Também restou positivado que apenas a existência de grupo econômico, sem os requisitos destacados, não é suficiente para desconsiderar a personalidade jurídica. Por fim, estabeleceu-se que não caracteriza desvio de finalidade a expansão ou alteração da finalidade original da atividade econômica específica da pessoa jurídica. Essa previsão também tem pontadas de retrocesso. Imagine-se, por exemplo, uma fundação que altera sua finalidade inicial, desviando-se dos fins nobres taxativamente previstos no Código Civil.
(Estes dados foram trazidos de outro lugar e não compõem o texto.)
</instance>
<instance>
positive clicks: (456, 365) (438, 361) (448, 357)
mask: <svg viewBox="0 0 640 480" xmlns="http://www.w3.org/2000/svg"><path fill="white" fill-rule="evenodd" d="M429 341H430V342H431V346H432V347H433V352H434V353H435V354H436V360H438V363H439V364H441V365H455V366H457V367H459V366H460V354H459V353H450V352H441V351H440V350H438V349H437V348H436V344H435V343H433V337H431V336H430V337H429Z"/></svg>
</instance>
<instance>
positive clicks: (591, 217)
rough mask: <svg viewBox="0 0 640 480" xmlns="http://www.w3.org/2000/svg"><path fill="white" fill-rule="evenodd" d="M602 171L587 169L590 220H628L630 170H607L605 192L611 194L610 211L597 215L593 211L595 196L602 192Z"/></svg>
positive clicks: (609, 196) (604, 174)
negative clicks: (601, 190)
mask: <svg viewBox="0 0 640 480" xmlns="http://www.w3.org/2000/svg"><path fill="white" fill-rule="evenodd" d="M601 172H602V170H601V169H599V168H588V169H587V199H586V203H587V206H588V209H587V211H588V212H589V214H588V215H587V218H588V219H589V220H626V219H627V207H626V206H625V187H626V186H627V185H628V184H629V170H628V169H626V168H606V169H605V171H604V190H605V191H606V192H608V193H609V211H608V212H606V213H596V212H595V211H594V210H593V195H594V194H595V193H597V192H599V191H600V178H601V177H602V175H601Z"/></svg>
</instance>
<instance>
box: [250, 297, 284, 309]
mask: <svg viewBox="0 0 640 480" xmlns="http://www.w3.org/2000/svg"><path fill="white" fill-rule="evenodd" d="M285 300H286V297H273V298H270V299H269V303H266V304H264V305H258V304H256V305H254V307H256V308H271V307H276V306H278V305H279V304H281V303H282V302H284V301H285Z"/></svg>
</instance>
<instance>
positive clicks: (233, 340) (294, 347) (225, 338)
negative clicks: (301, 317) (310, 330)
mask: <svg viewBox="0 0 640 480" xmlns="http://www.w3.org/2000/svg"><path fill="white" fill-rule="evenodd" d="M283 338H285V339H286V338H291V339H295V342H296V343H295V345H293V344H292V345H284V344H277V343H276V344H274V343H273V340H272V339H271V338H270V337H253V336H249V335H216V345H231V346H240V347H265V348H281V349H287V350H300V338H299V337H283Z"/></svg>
Essa alteração, embora muito provavelmente caracterize um desvio de finalidade, não será mais suficiente, ao menos pela interpretação literal da lei, para possibilitar a desconsideração.

Diante do que se expôs, pode-se perceber que as alterações promovidas pela Lei de Liberdade Econômica configuraram, de um lado, um avanço, pois a) passou a impedir que os bens de pessoas que não foram beneficiadas de qualquer forma pelo abuso da personalidade sejam atingidos pela desconsideração; e b) estabeleceu critérios objetivos para configuração dos requisitos necessários para autorizar a desconsideração, privilegiando a autonomia patrimonial das empresas e a segurança das relações.

Nada obstante, a Lei também previu disposições que caracterizam um retrocesso, haja vista que a) passou a impedir a desconsideração diante da prática de apenas um único ato de cumprimento de obrigação da sociedade pelos sócios ou vice-versa, ainda que esvazie por completo o patrimônio da pessoa jurídica; e b) estabeleceu que a alteração da finalidade original da pessoa jurídica não é suficiente para caracterizar o desvio de finalidade, embora muito provavelmente seja este o propósito.